Just as important, new churches and enrich established churches in the city:
Keller gives the following reasons:
- new churches bring new ideas to the whole body
- new churches surface creative, strong leaders for the whole body
- new churches challenge established churches to examine themselves
- new churches are evangelistic feeders for the whole community – they tend to lead more people to faith than they can keep. Since new churches can be fairly chaotic, some will eventually leave the new church for more established one that offers more ministries and is more focused on keeping Christians.
Therefore, in our current context, church planting seems to be one of the “best ways to renew the existing church in a city, as well as being the best single way to grow the whole body of Christ in the city.”
This is why I have been talking with our elders for the last three years, and with our congregation for the last two years, about the importance of High Point Church being a church planting church. I have met with numerous church planters in Madison. I’ve gone to church planter coach training. With the affirmation of our elders, I’ve encouraged us to begin to give meaningfully to carefully selected church plants in key cities with effective leaders.
Here are the profiles of the two churches we’ve selected this year:
Adam’s information from Alethea Church:
“In three years we’ve grown from a team of 12 to a church of 500.

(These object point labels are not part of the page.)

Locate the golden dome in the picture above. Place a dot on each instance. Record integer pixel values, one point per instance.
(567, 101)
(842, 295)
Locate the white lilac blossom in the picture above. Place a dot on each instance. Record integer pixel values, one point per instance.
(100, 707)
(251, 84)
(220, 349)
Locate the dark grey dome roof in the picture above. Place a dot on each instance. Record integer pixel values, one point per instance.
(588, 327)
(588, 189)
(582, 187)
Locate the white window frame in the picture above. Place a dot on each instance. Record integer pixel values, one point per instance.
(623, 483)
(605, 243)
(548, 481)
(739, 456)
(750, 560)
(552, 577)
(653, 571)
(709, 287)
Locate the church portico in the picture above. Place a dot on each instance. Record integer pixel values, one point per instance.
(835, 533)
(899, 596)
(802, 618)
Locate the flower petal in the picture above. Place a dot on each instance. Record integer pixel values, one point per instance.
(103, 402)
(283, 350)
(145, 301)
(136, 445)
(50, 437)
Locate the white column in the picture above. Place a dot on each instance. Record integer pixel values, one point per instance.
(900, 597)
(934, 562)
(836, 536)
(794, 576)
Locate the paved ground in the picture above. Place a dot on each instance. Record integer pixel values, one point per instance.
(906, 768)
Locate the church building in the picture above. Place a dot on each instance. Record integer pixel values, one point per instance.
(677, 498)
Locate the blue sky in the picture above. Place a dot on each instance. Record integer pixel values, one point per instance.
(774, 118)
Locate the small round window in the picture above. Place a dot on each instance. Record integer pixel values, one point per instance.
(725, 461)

In three years, we’ve gone from 0 discipleship groups to 19 discipleship groups.
This last year, we doubled in attendance, went from 1 worship gathering to 3 worship gatherings, and from 1 location to 2 locations.
In the same year, we’ve seen (guessing here, because we count baptisms, not just decisions…) around 100 people repent and believe the gospel. (Aggregate of baptisms, prayers with individuals, and reports from our groups.)

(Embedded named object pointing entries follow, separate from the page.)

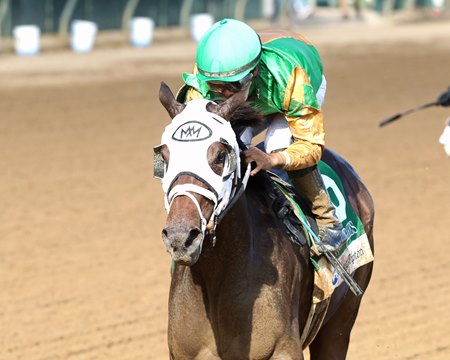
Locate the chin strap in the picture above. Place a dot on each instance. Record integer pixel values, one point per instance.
(187, 190)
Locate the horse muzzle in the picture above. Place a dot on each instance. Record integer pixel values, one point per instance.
(183, 244)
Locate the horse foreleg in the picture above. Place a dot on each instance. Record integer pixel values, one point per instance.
(332, 341)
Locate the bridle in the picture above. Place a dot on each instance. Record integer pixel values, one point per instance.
(189, 141)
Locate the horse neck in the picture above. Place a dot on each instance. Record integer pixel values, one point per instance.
(234, 246)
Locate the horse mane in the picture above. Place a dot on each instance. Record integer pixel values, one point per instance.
(245, 116)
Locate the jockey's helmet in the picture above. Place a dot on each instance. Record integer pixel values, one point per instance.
(228, 51)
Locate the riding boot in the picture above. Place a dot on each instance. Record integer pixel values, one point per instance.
(310, 186)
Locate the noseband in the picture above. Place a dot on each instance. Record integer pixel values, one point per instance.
(188, 141)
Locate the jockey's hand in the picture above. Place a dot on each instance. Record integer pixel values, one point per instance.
(263, 160)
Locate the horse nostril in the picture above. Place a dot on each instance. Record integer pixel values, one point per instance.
(193, 234)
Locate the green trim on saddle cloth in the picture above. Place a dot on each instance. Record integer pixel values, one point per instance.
(354, 254)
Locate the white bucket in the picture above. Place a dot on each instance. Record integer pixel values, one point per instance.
(82, 35)
(27, 40)
(200, 24)
(141, 31)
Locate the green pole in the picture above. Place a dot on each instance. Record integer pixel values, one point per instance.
(128, 13)
(4, 10)
(69, 7)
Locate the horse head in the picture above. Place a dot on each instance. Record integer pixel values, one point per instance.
(198, 162)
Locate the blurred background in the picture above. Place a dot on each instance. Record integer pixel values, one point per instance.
(57, 16)
(83, 269)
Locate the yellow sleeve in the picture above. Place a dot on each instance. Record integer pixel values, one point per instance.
(193, 94)
(309, 140)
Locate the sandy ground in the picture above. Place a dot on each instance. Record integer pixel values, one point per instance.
(83, 270)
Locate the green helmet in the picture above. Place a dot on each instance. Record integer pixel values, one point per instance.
(228, 51)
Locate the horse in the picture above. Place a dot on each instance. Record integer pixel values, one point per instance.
(240, 288)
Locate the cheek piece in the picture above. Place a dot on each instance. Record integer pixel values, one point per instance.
(188, 138)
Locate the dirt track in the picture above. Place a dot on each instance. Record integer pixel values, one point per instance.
(83, 271)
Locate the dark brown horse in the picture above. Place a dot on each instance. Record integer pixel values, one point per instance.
(246, 292)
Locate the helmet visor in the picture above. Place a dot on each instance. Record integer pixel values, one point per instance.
(220, 87)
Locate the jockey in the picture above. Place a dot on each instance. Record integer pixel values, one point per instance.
(286, 84)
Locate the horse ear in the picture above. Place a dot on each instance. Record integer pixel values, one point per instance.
(229, 106)
(167, 99)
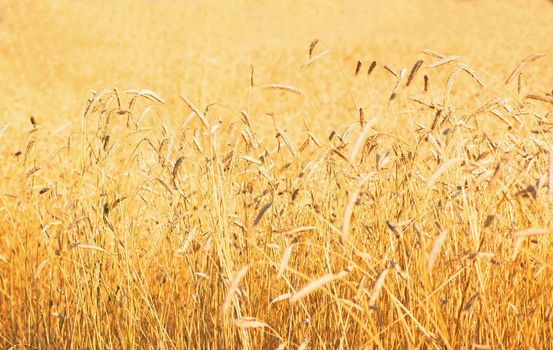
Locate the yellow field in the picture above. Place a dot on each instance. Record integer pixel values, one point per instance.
(229, 175)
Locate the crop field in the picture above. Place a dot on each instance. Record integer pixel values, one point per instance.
(276, 174)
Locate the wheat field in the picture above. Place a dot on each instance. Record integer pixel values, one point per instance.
(276, 175)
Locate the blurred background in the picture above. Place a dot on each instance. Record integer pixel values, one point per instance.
(54, 52)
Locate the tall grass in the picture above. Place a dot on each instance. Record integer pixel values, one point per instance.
(422, 220)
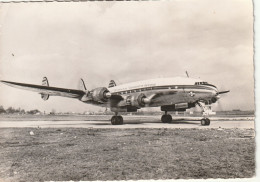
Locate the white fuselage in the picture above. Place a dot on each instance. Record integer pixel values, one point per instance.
(170, 90)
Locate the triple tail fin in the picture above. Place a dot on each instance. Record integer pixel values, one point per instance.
(81, 85)
(112, 83)
(45, 83)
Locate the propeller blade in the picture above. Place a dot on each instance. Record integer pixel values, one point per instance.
(223, 92)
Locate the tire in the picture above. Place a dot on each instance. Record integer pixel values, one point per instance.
(203, 122)
(113, 120)
(117, 120)
(169, 118)
(166, 118)
(121, 120)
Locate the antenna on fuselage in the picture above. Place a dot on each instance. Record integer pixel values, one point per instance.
(187, 74)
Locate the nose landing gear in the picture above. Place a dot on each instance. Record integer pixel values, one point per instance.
(166, 118)
(117, 120)
(205, 121)
(206, 111)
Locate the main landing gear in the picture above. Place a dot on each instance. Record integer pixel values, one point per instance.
(206, 111)
(205, 121)
(166, 118)
(117, 120)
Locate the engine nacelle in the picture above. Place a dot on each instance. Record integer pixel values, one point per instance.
(100, 94)
(136, 100)
(177, 107)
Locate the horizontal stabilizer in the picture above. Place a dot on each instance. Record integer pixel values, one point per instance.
(82, 85)
(112, 83)
(46, 90)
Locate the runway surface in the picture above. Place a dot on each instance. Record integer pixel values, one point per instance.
(135, 122)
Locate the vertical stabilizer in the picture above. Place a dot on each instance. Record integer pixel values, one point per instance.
(45, 83)
(112, 83)
(81, 85)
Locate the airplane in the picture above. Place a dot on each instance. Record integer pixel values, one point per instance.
(171, 94)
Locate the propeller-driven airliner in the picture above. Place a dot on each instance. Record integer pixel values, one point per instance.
(171, 94)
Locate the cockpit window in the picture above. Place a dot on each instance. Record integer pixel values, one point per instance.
(201, 83)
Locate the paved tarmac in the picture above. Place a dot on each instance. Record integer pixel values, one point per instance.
(137, 122)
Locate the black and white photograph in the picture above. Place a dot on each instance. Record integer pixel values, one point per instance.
(127, 90)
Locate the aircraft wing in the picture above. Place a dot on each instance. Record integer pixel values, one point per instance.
(52, 91)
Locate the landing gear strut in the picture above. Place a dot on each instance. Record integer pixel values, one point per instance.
(205, 121)
(206, 110)
(117, 120)
(166, 118)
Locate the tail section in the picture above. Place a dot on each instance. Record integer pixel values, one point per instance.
(45, 83)
(81, 85)
(112, 83)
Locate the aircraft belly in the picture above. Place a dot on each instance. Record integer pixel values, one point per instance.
(167, 98)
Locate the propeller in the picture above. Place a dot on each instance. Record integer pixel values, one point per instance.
(219, 103)
(223, 92)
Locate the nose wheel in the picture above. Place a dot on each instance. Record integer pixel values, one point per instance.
(205, 121)
(166, 118)
(206, 112)
(117, 120)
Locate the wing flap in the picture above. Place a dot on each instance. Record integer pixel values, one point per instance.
(52, 91)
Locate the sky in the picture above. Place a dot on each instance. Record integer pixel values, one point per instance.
(125, 41)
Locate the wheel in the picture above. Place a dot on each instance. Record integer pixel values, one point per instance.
(169, 118)
(203, 122)
(207, 121)
(117, 120)
(121, 120)
(166, 118)
(113, 120)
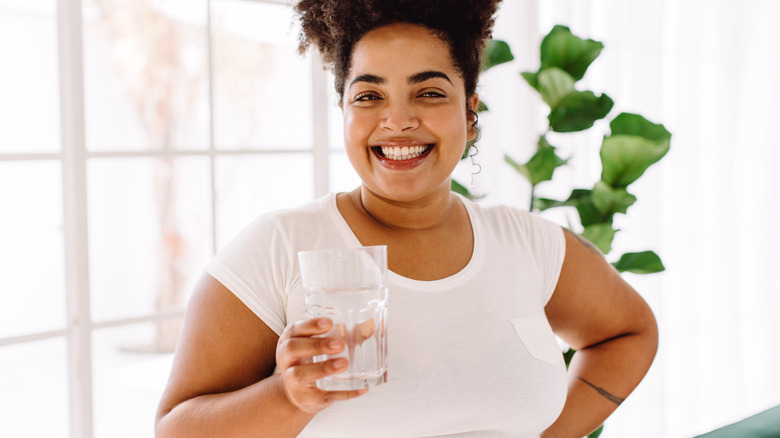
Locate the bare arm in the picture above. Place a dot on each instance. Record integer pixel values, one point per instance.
(221, 382)
(613, 330)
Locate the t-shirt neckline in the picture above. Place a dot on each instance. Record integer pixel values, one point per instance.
(453, 280)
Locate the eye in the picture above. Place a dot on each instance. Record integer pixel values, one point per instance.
(365, 97)
(432, 94)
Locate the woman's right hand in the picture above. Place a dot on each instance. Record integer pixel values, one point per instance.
(299, 373)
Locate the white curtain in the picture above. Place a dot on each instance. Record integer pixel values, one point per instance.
(709, 71)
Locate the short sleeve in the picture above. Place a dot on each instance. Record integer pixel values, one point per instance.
(549, 244)
(256, 267)
(544, 241)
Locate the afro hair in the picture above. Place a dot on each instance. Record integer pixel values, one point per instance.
(335, 26)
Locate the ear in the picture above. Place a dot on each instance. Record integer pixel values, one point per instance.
(472, 104)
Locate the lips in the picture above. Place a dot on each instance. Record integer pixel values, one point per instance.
(402, 153)
(400, 150)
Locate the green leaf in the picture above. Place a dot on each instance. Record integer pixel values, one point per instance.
(633, 146)
(609, 200)
(542, 164)
(624, 158)
(541, 204)
(460, 189)
(496, 52)
(600, 235)
(634, 124)
(578, 111)
(554, 85)
(560, 48)
(596, 433)
(568, 355)
(645, 262)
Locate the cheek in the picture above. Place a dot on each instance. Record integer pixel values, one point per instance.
(357, 126)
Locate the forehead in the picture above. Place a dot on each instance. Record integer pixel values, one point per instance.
(401, 49)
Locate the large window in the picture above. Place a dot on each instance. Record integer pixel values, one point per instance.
(137, 138)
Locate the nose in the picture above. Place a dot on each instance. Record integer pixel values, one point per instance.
(399, 116)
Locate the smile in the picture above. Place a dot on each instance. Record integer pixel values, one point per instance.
(401, 153)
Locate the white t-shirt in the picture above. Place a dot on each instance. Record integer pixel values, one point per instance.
(471, 355)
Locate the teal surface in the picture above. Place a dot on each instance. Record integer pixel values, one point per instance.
(763, 425)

As the Fall ends, we have much to celebrate in all that God has done in Boston through our local church. This Fall, we’ve watched God do amazing work in our church. In the last three months, many people have met Jesus and stepped further into our discipleship process. So recently, we celebrated the baptism of 17 new believers, including my own daughter, Alanna. During the last year, our church doubled in size, with around half of that growth coming from people who weren’t previously connected to any church at all.
In the same season of time, we’ve also launched a new church service in a new location, downtown Boston. This congregation is just getting up off the ground, and already there are 40 people who regularly attend this newest congregation of Aletheia Church in Boston.

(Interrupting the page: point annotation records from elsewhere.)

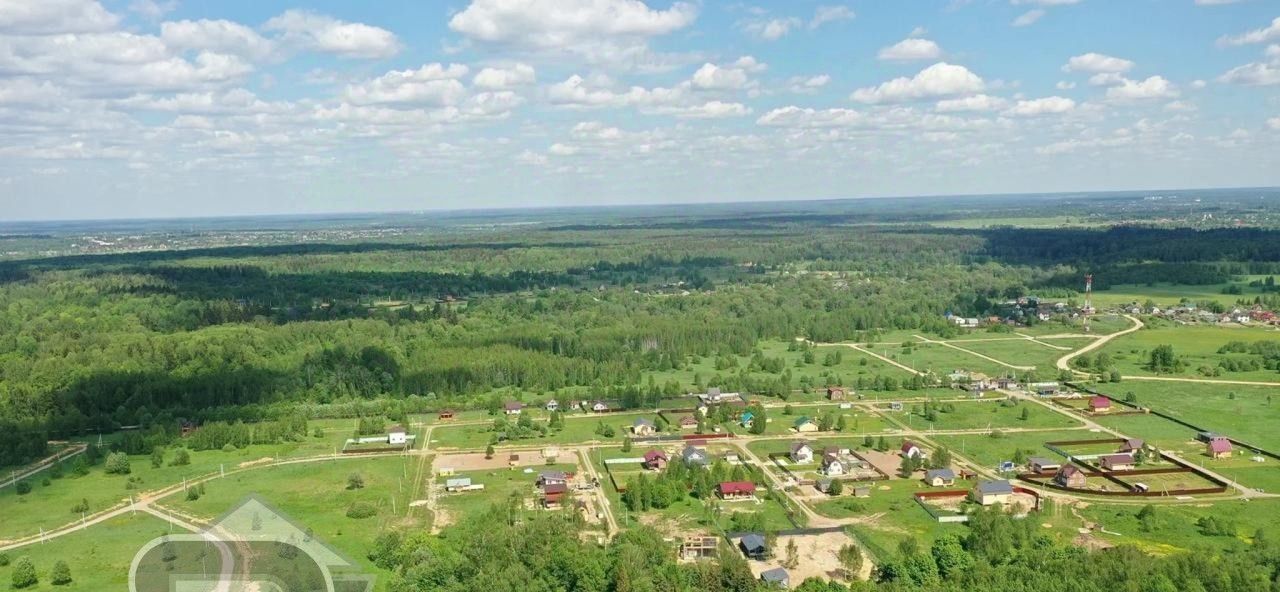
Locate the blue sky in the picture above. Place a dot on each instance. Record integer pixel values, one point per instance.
(172, 108)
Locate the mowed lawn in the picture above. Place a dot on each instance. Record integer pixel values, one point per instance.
(315, 495)
(1196, 345)
(50, 506)
(1247, 413)
(99, 558)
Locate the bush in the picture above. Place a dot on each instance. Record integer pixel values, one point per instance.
(117, 464)
(24, 574)
(62, 574)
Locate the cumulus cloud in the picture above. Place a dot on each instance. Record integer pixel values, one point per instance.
(910, 49)
(1152, 87)
(1047, 105)
(593, 28)
(977, 103)
(830, 14)
(49, 17)
(503, 78)
(1093, 63)
(940, 80)
(1267, 33)
(223, 36)
(1028, 18)
(318, 32)
(432, 83)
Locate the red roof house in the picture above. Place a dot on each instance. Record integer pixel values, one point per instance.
(736, 490)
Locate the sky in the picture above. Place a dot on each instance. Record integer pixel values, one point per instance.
(193, 108)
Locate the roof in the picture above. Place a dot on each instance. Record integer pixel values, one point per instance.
(654, 455)
(737, 487)
(995, 487)
(775, 575)
(753, 542)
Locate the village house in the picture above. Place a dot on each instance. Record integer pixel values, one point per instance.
(940, 477)
(992, 492)
(1100, 404)
(1132, 445)
(1070, 476)
(753, 546)
(776, 578)
(1041, 464)
(912, 451)
(1219, 447)
(736, 490)
(1116, 463)
(656, 460)
(805, 426)
(694, 456)
(801, 452)
(643, 427)
(553, 495)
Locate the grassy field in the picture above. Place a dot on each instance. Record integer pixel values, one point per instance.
(1196, 345)
(991, 451)
(315, 496)
(99, 558)
(991, 414)
(1247, 413)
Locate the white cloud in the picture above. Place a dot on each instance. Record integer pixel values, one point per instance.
(318, 32)
(1028, 18)
(503, 78)
(46, 17)
(432, 85)
(223, 36)
(1257, 36)
(977, 103)
(912, 49)
(1048, 105)
(772, 30)
(830, 14)
(1252, 74)
(940, 80)
(599, 30)
(1152, 87)
(1097, 64)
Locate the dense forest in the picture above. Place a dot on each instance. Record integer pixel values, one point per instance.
(90, 344)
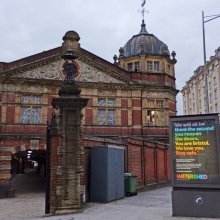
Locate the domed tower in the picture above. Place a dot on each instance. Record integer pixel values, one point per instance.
(151, 66)
(145, 53)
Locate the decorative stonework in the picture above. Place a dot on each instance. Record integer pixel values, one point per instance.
(53, 71)
(159, 95)
(91, 74)
(107, 92)
(50, 71)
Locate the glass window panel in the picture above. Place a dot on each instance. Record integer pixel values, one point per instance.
(36, 115)
(149, 65)
(111, 102)
(101, 117)
(25, 99)
(36, 99)
(159, 103)
(150, 103)
(136, 66)
(101, 102)
(150, 117)
(129, 66)
(25, 117)
(111, 117)
(156, 66)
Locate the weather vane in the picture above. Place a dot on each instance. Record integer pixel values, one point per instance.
(143, 10)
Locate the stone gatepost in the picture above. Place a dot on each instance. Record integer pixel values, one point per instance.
(66, 151)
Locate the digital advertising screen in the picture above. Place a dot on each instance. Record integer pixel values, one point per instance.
(194, 142)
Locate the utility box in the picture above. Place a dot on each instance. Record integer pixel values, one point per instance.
(107, 173)
(130, 184)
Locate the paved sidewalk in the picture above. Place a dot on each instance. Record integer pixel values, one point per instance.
(149, 205)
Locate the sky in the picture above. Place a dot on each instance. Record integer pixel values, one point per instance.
(32, 26)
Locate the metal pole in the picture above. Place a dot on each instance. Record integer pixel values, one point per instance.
(205, 67)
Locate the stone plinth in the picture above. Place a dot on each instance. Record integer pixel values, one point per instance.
(66, 152)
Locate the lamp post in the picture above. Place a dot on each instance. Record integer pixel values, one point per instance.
(206, 19)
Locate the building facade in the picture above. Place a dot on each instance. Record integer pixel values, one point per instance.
(195, 91)
(133, 97)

None of this would have been possible without your faithful giving. Thank you so very much for your incredible, faithful, and generous giving to this gospel work.”
Grant’s information from Radiate Church:
“Thank you so much for including Radiate Church in your year-end gift! What an honor!
We were led to Indianapolis, IN when we heard that 83% of the city was unchurched. Like Madison, Indianapolis is a very influential city. It’s Indiana’s capital, the host to numerous sporting events and conferences, full of college students and young professionals, and is growing 50% faster than the national average. Since planting Radiate in February 2013, God has done some amazing things. People are inviting their friends who don’t know Jesus. About 35% of the people on Sunday morning are unchurched. We’ve had the privilege of baptizing 14 people since February and have grown more than 300%!
Like any young church, we have many financial needs, and really appreciate your help. Your support will go to continued outreach, staffing, and discipleship development. Thank you!”